LLM vulnerability scanning

Overview

LLM vulnerability scanning is the practice of systematically probing a language model with crafted inputs to identify failure modes, safety gaps, and exploitable weaknesses before or during deployment. Analogous to network vulnerability scanners like nmap or penetration-testing frameworks like Metasploit, an LLM vulnerability scanner automates the process of sending adversarial probes, collecting model outputs, and detecting whether the model exhibited an undesirable behavior.

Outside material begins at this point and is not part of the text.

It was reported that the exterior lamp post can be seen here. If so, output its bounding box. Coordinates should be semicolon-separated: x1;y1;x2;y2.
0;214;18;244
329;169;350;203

The field combines static probe libraries (known attack patterns), dynamic generation (adaptive prompts that react to model responses), and detector modules that classify outputs as safe or unsafe.

Unlike human red teaming, automated scanning trades creativity for scale: it can run thousands of probe variants overnight against any model accessible via API or locally, producing quantitative failure rates per attack category.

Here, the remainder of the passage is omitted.